Ana içeriğe atla

CEHALET MUTLULUK DEĞİL HAZCILIKTIR

 Yaygın bir klişe olan "cehalet mutluluktur." söylemi üzerine artık konuşmamız gerektiğini düşünüyorum. Çünkü her düşünme eylemine yeltenenlerin düşünme sevgisini kıran, bu iğdiş söylem karşısında gelin belki son kez de olsa bu klişe hakkında düşünmemiz gerektiği yargısına varalım.

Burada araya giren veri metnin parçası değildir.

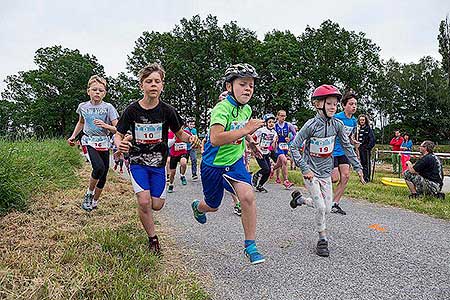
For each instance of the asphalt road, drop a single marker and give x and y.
(377, 252)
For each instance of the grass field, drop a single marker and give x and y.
(55, 250)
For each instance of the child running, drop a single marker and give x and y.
(97, 119)
(266, 137)
(222, 166)
(149, 120)
(178, 154)
(319, 135)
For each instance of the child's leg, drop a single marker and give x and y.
(317, 202)
(248, 205)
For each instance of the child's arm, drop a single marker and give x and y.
(187, 138)
(219, 137)
(350, 152)
(302, 135)
(76, 131)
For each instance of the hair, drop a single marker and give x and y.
(365, 118)
(429, 145)
(347, 96)
(96, 79)
(149, 69)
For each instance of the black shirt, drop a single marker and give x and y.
(149, 128)
(430, 167)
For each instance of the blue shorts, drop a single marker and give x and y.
(216, 179)
(145, 178)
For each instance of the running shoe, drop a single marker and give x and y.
(237, 209)
(253, 255)
(199, 216)
(322, 248)
(336, 209)
(255, 179)
(94, 204)
(153, 245)
(87, 202)
(287, 184)
(261, 189)
(297, 199)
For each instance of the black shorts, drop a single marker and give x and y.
(175, 159)
(340, 160)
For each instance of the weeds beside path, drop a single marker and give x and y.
(55, 250)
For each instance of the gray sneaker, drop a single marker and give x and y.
(87, 202)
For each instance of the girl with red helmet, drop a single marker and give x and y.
(318, 135)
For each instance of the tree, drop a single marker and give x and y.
(46, 98)
(444, 46)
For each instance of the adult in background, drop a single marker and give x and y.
(366, 142)
(395, 143)
(405, 146)
(426, 175)
(192, 153)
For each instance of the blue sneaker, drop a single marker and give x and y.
(252, 253)
(199, 216)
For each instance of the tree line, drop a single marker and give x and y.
(412, 97)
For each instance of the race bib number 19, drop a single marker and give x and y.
(180, 146)
(283, 146)
(99, 143)
(148, 133)
(321, 147)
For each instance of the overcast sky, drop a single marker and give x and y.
(405, 30)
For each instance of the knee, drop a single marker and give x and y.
(157, 205)
(144, 205)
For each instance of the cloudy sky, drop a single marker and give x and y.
(405, 30)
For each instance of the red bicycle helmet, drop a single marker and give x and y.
(326, 90)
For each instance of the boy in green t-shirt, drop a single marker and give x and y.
(222, 164)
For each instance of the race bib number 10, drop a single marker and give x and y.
(321, 147)
(148, 133)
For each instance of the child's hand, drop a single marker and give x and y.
(194, 141)
(100, 123)
(255, 150)
(125, 144)
(309, 175)
(253, 124)
(71, 141)
(361, 177)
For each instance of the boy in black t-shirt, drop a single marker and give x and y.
(149, 120)
(426, 175)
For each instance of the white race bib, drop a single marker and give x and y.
(265, 143)
(148, 133)
(235, 125)
(283, 146)
(348, 130)
(321, 147)
(99, 143)
(180, 146)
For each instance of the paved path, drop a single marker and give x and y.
(405, 256)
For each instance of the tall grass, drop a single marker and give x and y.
(30, 167)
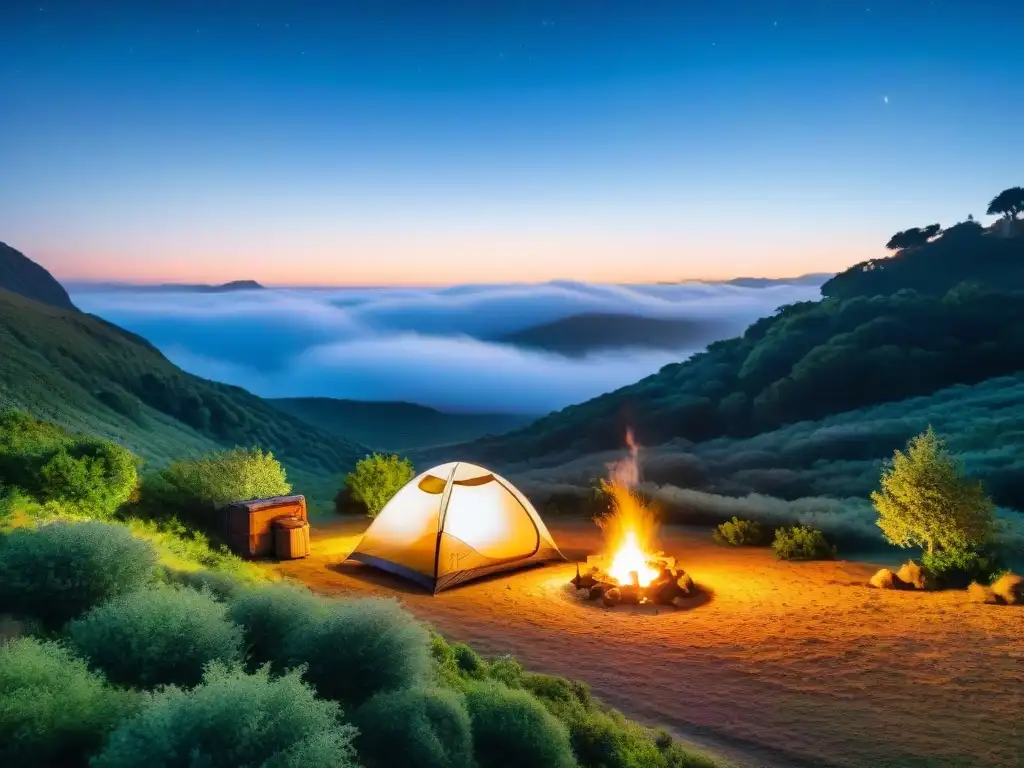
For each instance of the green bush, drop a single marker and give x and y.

Eğer bu soruşturmadan sonra gerçekten cehaletin mutluluk getirdiği kanısına varacak olursak, pekala bir daha düşünme cesaretinde bulunmanın nahoş olduğu saptamasıyla bizler de artık düşünme cüretinde bulunmayacağız.

Cehalet geleneğine uyup mutlu olmanın(!) keyfini sürdüreceğiz. Anlaştık mı? Başlayalım..

Öncelikle yazının sonunda varacağım yargıyı sizlere başta beyan etmek istiyorum: "Cehalet mutluluk değil hazcılıktır."

Evet - klişeye karşı klişe- yöntemiyle ifade etmek gerekirse, cehalet mutluluk değil hazcılıktır!

Çünkü bu standart klişeler, klişe olmanın yanında ve aklın pratiği karşısında bir slogan gibi dikilmektedir. - Aklın dinamik duyurusu- karşısında nasıl olsa "cehalet mutluluktur." sloganıyla aklın değersizleştirilmesi, pasifleştirilmesi ve işlevsizleştirilmesiyle ne yazık ki etkin bir rol oynamaktadır.

Sosyo-politik yaşamımızda sloganların ne kadar sağlıklı olduğu bariz ortadadır. 

Sloganlarla yaşamayı bırakmalıyız. Sloganlarla yaşanmaz. Çünkü sloganlar, çatışmalı zihinlerin sonucu doğan öfkeli kalabalıkların ürünüdür.

Sloganlar histerik nevrozların yaşandığı durumlarda ortaya çıkar. 

Sloganlarla bağıran hiçbir şey duyamaz ve idrak da edemez. Zira anlamanın ön koşulu bağırmak değildir.

Biz şimdi bu "cehalet mutluluktur." sloganı üzerinde bir dedektiflik yapalım. 

Ve dediğim gibi arttık, haz ile mutluluğun farkına değinmek gerekiyor.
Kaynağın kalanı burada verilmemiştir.